En Ecuador están habituados a insultarse. No son tolerantes ni respetuosos de las ideas ajenas. De tal suerte que ha habido desde los albores de la República emociones adversas y rechazos. El mundo de la política ecuatoriana gira sobre insultos repetitivos: mediocre, miserable, farsante, ladrón, vago, mamarracho, cretino… Insulta, insulta que algo queda, parece ser el fin de ciertos políticos. El lenguaje peyorativo crea murallas para un debate civilizado que busque objetividad. En los mítines convocados, los partidarios ríen y celebran los insultos.
Muchos políticos creen que insultando obtienen más votos porque dan la imagen de valentía. Cuando llegan a concretar alianzas se lanzan flores; pero cuando las rompen, estiércol. Tratan de descalificar al adversario con palabras y no con pruebas.

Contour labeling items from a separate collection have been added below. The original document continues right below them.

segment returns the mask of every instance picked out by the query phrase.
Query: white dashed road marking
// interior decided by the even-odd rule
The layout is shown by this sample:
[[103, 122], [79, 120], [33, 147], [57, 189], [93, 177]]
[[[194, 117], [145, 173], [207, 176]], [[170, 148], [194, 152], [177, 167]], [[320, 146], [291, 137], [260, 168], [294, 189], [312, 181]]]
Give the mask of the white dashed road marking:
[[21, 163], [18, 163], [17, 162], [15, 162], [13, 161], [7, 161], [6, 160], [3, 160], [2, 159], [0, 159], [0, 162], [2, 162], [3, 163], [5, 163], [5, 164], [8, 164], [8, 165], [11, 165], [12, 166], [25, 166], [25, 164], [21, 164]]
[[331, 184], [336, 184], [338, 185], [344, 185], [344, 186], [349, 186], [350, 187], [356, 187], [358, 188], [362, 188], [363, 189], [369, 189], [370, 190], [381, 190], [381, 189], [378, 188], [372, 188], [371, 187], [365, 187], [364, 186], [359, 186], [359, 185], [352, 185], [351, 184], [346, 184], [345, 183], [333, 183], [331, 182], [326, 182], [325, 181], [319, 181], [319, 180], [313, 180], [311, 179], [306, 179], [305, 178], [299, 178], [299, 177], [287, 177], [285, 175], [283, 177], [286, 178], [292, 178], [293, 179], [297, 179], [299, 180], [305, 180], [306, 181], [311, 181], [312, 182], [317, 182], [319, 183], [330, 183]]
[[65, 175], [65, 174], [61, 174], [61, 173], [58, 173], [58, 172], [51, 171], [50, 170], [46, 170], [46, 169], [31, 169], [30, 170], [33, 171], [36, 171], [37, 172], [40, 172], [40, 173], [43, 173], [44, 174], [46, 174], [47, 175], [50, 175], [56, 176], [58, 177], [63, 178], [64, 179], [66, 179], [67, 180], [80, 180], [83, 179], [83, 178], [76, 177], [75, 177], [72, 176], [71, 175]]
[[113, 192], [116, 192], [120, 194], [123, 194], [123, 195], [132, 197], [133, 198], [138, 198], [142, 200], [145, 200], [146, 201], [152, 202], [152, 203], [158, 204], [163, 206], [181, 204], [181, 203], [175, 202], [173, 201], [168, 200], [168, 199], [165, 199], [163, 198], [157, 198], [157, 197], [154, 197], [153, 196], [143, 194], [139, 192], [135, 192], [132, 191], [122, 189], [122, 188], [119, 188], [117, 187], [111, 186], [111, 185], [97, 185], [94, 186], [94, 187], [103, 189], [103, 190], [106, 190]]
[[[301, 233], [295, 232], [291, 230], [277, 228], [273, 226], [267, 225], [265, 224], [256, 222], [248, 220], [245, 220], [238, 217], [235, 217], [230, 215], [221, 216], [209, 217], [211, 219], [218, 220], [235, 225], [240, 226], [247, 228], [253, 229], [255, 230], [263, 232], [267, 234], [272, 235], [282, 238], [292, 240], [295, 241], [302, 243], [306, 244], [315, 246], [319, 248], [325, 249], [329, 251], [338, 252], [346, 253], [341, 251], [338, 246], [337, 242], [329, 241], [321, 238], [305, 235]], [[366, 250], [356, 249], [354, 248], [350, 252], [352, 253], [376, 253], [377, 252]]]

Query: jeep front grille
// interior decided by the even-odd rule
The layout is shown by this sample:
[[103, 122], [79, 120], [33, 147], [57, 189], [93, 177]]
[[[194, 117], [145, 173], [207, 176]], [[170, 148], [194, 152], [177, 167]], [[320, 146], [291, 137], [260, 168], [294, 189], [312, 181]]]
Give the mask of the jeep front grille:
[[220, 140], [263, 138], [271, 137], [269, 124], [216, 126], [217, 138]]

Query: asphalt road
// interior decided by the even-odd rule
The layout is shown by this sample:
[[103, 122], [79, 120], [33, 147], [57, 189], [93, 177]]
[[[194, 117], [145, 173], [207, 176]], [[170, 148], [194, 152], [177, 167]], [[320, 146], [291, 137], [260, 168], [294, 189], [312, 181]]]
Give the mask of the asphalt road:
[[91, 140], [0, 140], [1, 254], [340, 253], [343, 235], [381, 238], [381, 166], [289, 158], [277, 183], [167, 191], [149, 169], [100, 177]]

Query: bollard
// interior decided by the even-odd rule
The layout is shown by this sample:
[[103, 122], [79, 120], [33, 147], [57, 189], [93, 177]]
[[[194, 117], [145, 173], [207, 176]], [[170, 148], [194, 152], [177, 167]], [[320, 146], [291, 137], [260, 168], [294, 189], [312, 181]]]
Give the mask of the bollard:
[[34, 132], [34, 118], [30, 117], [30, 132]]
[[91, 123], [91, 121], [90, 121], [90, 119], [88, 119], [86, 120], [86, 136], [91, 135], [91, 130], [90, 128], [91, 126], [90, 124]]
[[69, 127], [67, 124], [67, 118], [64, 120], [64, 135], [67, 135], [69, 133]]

Unos pocos no contestan; pero otros, sí. Entonces aumenta la agresividad verbal a la que recurren. Siempre hemos esperado de los políticos un lenguaje claro, ágil, conciso, sencillo que nos explique por qué desean llegar a un cargo y cuáles son las soluciones que proponen. Deseamos que los que dirigen y administren concilien, vean el bien común y no los intereses personales y partidistas.